Calls for action on vacant housing with just 716 homes for rent across the country

Calls for action on vacant housing with just 716 homes for rent across the country

The report revealed that the average market rent nationwide between April and June was €1,618 per month - up 3.3% on the first three months of the year, and 12.6% on the same period last year.

The number of homes available to rent across the country has plunged to a record low of just 716, causing the highest monthly rent increases in more than 15 years.

Just 716 homes were available to rent at the start of this month, down from almost 2,500 a year ago, with rents rising by 12.6% in the same period.

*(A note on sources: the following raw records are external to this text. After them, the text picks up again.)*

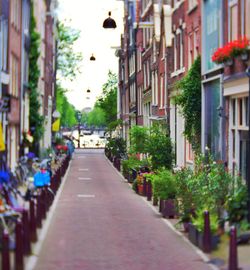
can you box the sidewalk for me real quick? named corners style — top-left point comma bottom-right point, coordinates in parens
top-left (30, 149), bottom-right (215, 270)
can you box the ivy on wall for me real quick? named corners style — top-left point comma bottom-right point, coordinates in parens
top-left (28, 3), bottom-right (44, 152)
top-left (174, 56), bottom-right (202, 153)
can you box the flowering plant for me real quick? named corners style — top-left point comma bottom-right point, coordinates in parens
top-left (23, 131), bottom-right (34, 146)
top-left (212, 36), bottom-right (250, 64)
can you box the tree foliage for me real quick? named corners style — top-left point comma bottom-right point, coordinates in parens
top-left (87, 106), bottom-right (106, 127)
top-left (129, 125), bottom-right (148, 154)
top-left (174, 56), bottom-right (202, 153)
top-left (56, 21), bottom-right (83, 81)
top-left (55, 21), bottom-right (83, 127)
top-left (96, 71), bottom-right (117, 125)
top-left (28, 3), bottom-right (44, 151)
top-left (147, 124), bottom-right (173, 170)
top-left (56, 86), bottom-right (77, 127)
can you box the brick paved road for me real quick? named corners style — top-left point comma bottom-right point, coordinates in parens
top-left (33, 149), bottom-right (214, 270)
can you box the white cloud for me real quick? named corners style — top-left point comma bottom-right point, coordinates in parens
top-left (58, 0), bottom-right (124, 110)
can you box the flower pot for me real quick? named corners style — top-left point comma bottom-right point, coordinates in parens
top-left (183, 222), bottom-right (189, 233)
top-left (153, 197), bottom-right (158, 206)
top-left (241, 52), bottom-right (249, 61)
top-left (224, 59), bottom-right (233, 66)
top-left (161, 199), bottom-right (177, 218)
top-left (188, 223), bottom-right (199, 246)
top-left (197, 231), bottom-right (220, 251)
top-left (137, 184), bottom-right (144, 195)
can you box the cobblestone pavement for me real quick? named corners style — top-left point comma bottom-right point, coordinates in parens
top-left (33, 149), bottom-right (214, 270)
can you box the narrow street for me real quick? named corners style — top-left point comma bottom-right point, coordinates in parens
top-left (32, 149), bottom-right (213, 270)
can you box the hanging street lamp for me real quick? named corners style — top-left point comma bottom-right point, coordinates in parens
top-left (90, 54), bottom-right (96, 61)
top-left (103, 11), bottom-right (117, 29)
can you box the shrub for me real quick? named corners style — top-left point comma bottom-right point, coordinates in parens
top-left (152, 170), bottom-right (176, 200)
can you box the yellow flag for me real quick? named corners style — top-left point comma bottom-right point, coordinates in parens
top-left (0, 122), bottom-right (5, 151)
top-left (52, 118), bottom-right (60, 132)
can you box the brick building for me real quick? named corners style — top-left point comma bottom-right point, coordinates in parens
top-left (8, 0), bottom-right (22, 169)
top-left (222, 0), bottom-right (250, 178)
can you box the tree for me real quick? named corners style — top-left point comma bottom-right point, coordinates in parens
top-left (96, 71), bottom-right (117, 126)
top-left (55, 20), bottom-right (83, 128)
top-left (56, 21), bottom-right (83, 81)
top-left (87, 106), bottom-right (106, 127)
top-left (56, 86), bottom-right (77, 127)
top-left (28, 3), bottom-right (44, 153)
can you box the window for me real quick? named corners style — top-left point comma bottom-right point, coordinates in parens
top-left (188, 34), bottom-right (193, 68)
top-left (1, 20), bottom-right (8, 71)
top-left (155, 71), bottom-right (158, 105)
top-left (173, 0), bottom-right (180, 8)
top-left (160, 75), bottom-right (164, 108)
top-left (174, 35), bottom-right (177, 71)
top-left (10, 54), bottom-right (19, 97)
top-left (244, 0), bottom-right (250, 38)
top-left (186, 141), bottom-right (194, 162)
top-left (194, 30), bottom-right (199, 59)
top-left (180, 29), bottom-right (183, 68)
top-left (189, 0), bottom-right (197, 10)
top-left (138, 87), bottom-right (142, 115)
top-left (229, 1), bottom-right (238, 41)
top-left (11, 0), bottom-right (20, 30)
top-left (137, 48), bottom-right (142, 71)
top-left (230, 96), bottom-right (249, 180)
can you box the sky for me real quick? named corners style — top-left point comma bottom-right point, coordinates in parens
top-left (57, 0), bottom-right (124, 111)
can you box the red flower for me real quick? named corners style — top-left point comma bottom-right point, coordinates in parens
top-left (211, 36), bottom-right (250, 64)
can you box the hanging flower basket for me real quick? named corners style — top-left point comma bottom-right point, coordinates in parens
top-left (212, 36), bottom-right (250, 64)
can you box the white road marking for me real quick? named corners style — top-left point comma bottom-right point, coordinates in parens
top-left (77, 194), bottom-right (95, 198)
top-left (77, 156), bottom-right (86, 159)
top-left (78, 177), bottom-right (92, 180)
top-left (78, 168), bottom-right (89, 171)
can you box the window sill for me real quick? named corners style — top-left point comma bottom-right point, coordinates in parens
top-left (171, 67), bottom-right (186, 78)
top-left (187, 4), bottom-right (198, 15)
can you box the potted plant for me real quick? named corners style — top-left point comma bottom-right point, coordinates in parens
top-left (175, 167), bottom-right (196, 231)
top-left (152, 169), bottom-right (177, 218)
top-left (190, 209), bottom-right (220, 251)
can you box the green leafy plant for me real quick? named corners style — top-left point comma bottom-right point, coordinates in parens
top-left (151, 169), bottom-right (176, 200)
top-left (174, 56), bottom-right (201, 153)
top-left (105, 137), bottom-right (127, 158)
top-left (226, 176), bottom-right (248, 224)
top-left (175, 167), bottom-right (195, 222)
top-left (147, 123), bottom-right (173, 170)
top-left (129, 125), bottom-right (149, 154)
top-left (121, 155), bottom-right (141, 176)
top-left (191, 209), bottom-right (218, 234)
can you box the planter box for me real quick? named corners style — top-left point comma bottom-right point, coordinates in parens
top-left (137, 184), bottom-right (144, 195)
top-left (188, 223), bottom-right (220, 251)
top-left (188, 223), bottom-right (199, 246)
top-left (161, 199), bottom-right (177, 218)
top-left (197, 231), bottom-right (220, 251)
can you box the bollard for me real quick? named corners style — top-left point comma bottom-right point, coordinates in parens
top-left (147, 180), bottom-right (152, 201)
top-left (22, 209), bottom-right (31, 255)
top-left (203, 210), bottom-right (212, 253)
top-left (228, 226), bottom-right (238, 270)
top-left (36, 195), bottom-right (42, 228)
top-left (29, 199), bottom-right (37, 242)
top-left (117, 158), bottom-right (121, 172)
top-left (15, 219), bottom-right (24, 270)
top-left (50, 174), bottom-right (56, 194)
top-left (2, 230), bottom-right (10, 270)
top-left (143, 177), bottom-right (147, 196)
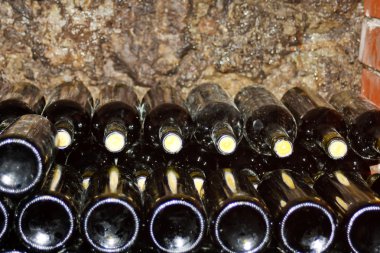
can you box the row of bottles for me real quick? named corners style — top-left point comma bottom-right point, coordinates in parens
top-left (1, 82), bottom-right (380, 161)
top-left (0, 82), bottom-right (380, 252)
top-left (0, 141), bottom-right (380, 253)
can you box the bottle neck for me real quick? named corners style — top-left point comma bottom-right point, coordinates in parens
top-left (54, 118), bottom-right (75, 150)
top-left (104, 120), bottom-right (127, 153)
top-left (159, 123), bottom-right (183, 154)
top-left (264, 124), bottom-right (293, 158)
top-left (212, 122), bottom-right (237, 155)
top-left (317, 126), bottom-right (348, 160)
top-left (189, 169), bottom-right (206, 201)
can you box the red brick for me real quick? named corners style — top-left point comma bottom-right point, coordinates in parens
top-left (365, 0), bottom-right (380, 19)
top-left (359, 18), bottom-right (380, 71)
top-left (362, 68), bottom-right (380, 107)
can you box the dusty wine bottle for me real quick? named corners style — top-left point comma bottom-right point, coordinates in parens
top-left (314, 170), bottom-right (380, 253)
top-left (186, 83), bottom-right (243, 155)
top-left (257, 169), bottom-right (337, 253)
top-left (81, 165), bottom-right (142, 253)
top-left (15, 164), bottom-right (81, 252)
top-left (92, 84), bottom-right (141, 153)
top-left (330, 90), bottom-right (380, 160)
top-left (281, 87), bottom-right (348, 160)
top-left (235, 86), bottom-right (297, 158)
top-left (43, 81), bottom-right (93, 150)
top-left (144, 164), bottom-right (206, 253)
top-left (0, 114), bottom-right (55, 195)
top-left (0, 82), bottom-right (45, 132)
top-left (142, 85), bottom-right (192, 154)
top-left (202, 167), bottom-right (272, 253)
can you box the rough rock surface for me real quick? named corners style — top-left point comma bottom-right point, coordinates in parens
top-left (0, 0), bottom-right (363, 100)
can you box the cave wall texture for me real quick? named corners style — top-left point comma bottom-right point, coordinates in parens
top-left (0, 0), bottom-right (363, 100)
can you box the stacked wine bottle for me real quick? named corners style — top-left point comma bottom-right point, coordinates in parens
top-left (0, 82), bottom-right (379, 253)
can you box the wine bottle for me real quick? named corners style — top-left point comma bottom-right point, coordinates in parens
top-left (0, 82), bottom-right (45, 132)
top-left (330, 90), bottom-right (380, 160)
top-left (202, 167), bottom-right (272, 253)
top-left (15, 164), bottom-right (82, 252)
top-left (281, 87), bottom-right (348, 160)
top-left (142, 85), bottom-right (192, 154)
top-left (144, 164), bottom-right (206, 253)
top-left (81, 165), bottom-right (142, 253)
top-left (257, 169), bottom-right (337, 253)
top-left (92, 84), bottom-right (141, 153)
top-left (186, 83), bottom-right (243, 155)
top-left (43, 81), bottom-right (93, 150)
top-left (235, 86), bottom-right (297, 158)
top-left (0, 114), bottom-right (55, 195)
top-left (314, 170), bottom-right (380, 253)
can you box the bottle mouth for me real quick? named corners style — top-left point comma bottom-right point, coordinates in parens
top-left (17, 195), bottom-right (75, 251)
top-left (216, 135), bottom-right (237, 155)
top-left (280, 202), bottom-right (336, 253)
top-left (326, 138), bottom-right (348, 160)
top-left (149, 199), bottom-right (205, 253)
top-left (54, 129), bottom-right (73, 150)
top-left (347, 205), bottom-right (380, 253)
top-left (83, 198), bottom-right (140, 253)
top-left (273, 138), bottom-right (293, 158)
top-left (162, 132), bottom-right (183, 154)
top-left (214, 201), bottom-right (271, 253)
top-left (0, 139), bottom-right (43, 194)
top-left (104, 131), bottom-right (126, 153)
top-left (0, 200), bottom-right (8, 241)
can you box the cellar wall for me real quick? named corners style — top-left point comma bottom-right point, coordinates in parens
top-left (0, 0), bottom-right (363, 100)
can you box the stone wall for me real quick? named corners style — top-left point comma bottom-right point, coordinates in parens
top-left (0, 0), bottom-right (363, 100)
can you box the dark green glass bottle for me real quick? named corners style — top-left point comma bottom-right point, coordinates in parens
top-left (235, 86), bottom-right (297, 158)
top-left (15, 164), bottom-right (82, 252)
top-left (203, 167), bottom-right (272, 253)
top-left (144, 164), bottom-right (206, 253)
top-left (142, 85), bottom-right (192, 154)
top-left (0, 82), bottom-right (45, 132)
top-left (330, 90), bottom-right (380, 160)
top-left (0, 114), bottom-right (55, 195)
top-left (43, 81), bottom-right (93, 151)
top-left (258, 169), bottom-right (337, 253)
top-left (81, 165), bottom-right (142, 253)
top-left (92, 84), bottom-right (141, 153)
top-left (281, 87), bottom-right (348, 160)
top-left (186, 83), bottom-right (243, 155)
top-left (314, 170), bottom-right (380, 253)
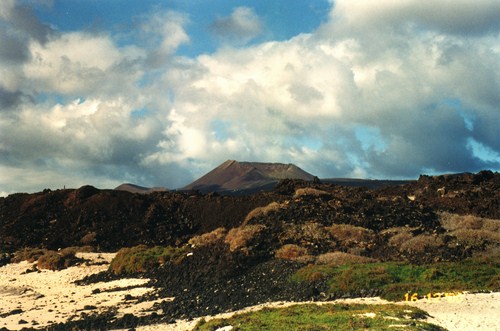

The figures contained in the latest Daft.ie report on the rental market, published on Wednesday morning, is a clarion call for the government to act on vacant homes across the country, according to the Simon Communities of Ireland. Some 166,000 houses in Ireland were found to be vacant in April's census.

The report revealed that the average market rent nationwide between April and June was €1,618 per month - up 3.3% on the first three months of the year, and 12.6% on the same period last year.

According to the report, average rents across the country were:

  • Dublin: €2,170, up 12.7% year-on-year 
  • Cork city: €1,670, up 11.8% 
  • Galway city: €1,663, up 16.4% 
  • Limerick city: €1,559, up 17.7% 
  • Waterford city: €1,312, up 17.1% 
  • Rest of the country: €1,255, up 12.0%. 

Among the 716 houses available for rent across the country on August 1 were 167 in Munster, which the Daft.ie report noted was “one fifth of the average level for the same date in 2015-2019”. 

It says that rents in Limerick are now at 2.5 times the rate of rents in 2012.

According to the report, the rate of increase in the national figure of 12.6% is the highest ever recorded in a Daft.ie survey, since it was launched in 2006. Head of policy with the Simon Communities of Ireland, Wayne Stanley, said the latest data from Daft.ie is shocking.

He said: “This is a clarion call now for the government to take action on vacant housing. That is the only place now where there is capacity. The constriction in the market has a direct relation to the number of people who are becoming at risk of or experiencing homelessness.” 

Mr Stanley said that it is also very difficult for people who have been given notices to quit their rented accommodation to secure or keep employment.

He continued: “There is work out there but if you have no home, how do you take advantage of a buoyant economy?”

Ronan Lyons, Associate Professor of Economics at Trinity College Dublin and author of the Daft Report, said that Ireland’s resurgent economy has accentuated the chronic shortage of properties for rent in Ireland.

He said: “While the professional rental sector has added over 7,000 new rental homes in the last five years, this is small relative to the fall of 30,000 in rental listings each year in the traditional rental sector in the same period or the fall of 100,000 listings per year since 2012. 

"The shortage of rental accommodation translates directly into higher market rents and this can only be addressed by significantly increased supply.” 

He said that while there are almost 115,000 proposed rental homes in the pipeline, they will be concentrated in the Dublin area, providing little solace to the under-pressure areas elsewhere in the country.

He added: “Further, while nearly 23,000 are under construction, the remainder are earlier in the process and the growth of legal challenges to new developments presents a threat to addressing the rental scarcity.” 

In response to the call for action on vacant houses, a Department of Housing spokesman said a forthcoming vacant property tax is being developed by the Department of Finance. He said a Zoned Land Tax is replacing the Vacant Site Levy.

He said that the Minister for Housing, Local Government and Heritage Darragh O’Brien and his department absolutely acknowledge “the need to tackle the scourge that is vacancy”.